Au-delà des chiffres, le rapport met en lumière une tendance de fond : la concentration croissante du pouvoir économique africain entre les mains d’un nombre limité de puissances régionales capables d’attirer les investissements directs étrangers, de développer des capacités industrielles et de s’intégrer davantage aux chaînes commerciales mondiales. Les grandes économies du continent captent désormais une part de plus en plus importante des flux commerciaux et financiers, tandis que de nombreux pays africains continuent de faire face à des défis liés à l’endettement, à la faiblesse du tissu industriel et à la dépendance aux exportations de matières premières.

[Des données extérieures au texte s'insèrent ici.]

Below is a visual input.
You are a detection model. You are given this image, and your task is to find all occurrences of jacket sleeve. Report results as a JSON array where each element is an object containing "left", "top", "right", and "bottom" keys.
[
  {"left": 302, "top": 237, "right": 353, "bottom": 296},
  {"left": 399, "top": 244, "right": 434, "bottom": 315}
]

Le FMI souligne toutefois que la carte économique africaine pourrait continuer à évoluer au cours des prochaines années avec l’émergence de nouveaux pôles de croissance. Des pays comme le Kenya, l’Éthiopie, la Tanzanie ou encore la République démocratique du Congo sont présentés comme des acteurs susceptibles de gagner en influence économique. L’institution considère enfin que la future hiérarchie économique africaine ne se jouera plus uniquement autour du pétrole et du gaz, mais également autour des capacités industrielles, de la logistique, des technologies et des minerais stratégiques liés à la transition énergétique mondiale.